Jagow remained steadfastly anti-Russian, to the extent he sacked staff to get a putative alliance with Ushida, the Japanese ambassador. His meddling with Ushida in St Petersburg got him 'discarded' too for attempting a separate peace with Russia on Germany's behalf; he even confessedly admitted on 17 May 1916 that the "whole swindle ceases to matter". Any diplomatic rapprochement was broken as it was unplanned, when Russia launched the Brusilov Offensive that summer. Jagow's policy had woefully failed: he was scheming to introduce a Grand Duchy of Poland as Germany conspired to divide the country in half adopted Falkenhayn's policy idea of a Germano-Polish Kingdom was declared on 5 November 1916; and a Flamenpolitik for the Poles, the Klub des polnischen Staatswesens.
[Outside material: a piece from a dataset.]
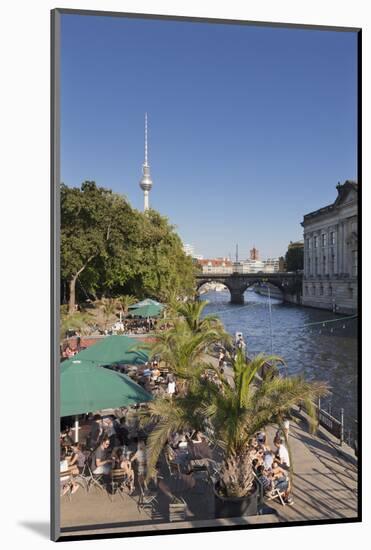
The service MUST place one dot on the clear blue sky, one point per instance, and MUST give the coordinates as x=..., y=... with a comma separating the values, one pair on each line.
x=249, y=127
He recognised that Austria's defeat had collapsed the front to Germany's detriment. but Germany ignored Jagow's former policy of a 'preventive war' now discredited; for he had to do something that "assures our future". The new Ludendorff alternative would make Poland "also completely dependent on her economically".
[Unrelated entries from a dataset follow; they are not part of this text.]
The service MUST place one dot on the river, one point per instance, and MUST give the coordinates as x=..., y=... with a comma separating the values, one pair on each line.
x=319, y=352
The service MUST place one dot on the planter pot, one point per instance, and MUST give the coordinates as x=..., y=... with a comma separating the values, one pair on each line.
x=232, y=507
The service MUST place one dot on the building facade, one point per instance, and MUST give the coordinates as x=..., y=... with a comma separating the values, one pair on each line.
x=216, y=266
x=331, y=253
Jagow retired in November 1916. A quiet, unassuming and scholarly man, he was one of the worst speakers in the Reichstag. James W. Gerard, United States ambassador to Germany at the time, in his book My Four Years in Germany, said Jagow was forced out of office by an agitation against him on account of his lack of force in defending government policy in the Reichstag.

Jagow wrote a defence of German policy entitled Ursachen und Ausbruch des Weltkrieges (“Causes and the outbreak of the World War”), published in 1919.

== Honours ==
- Knight Grand cross in the Order of Leopold, 1913;
- Commander of the Order of Orange-Nassau, 11 February 1901.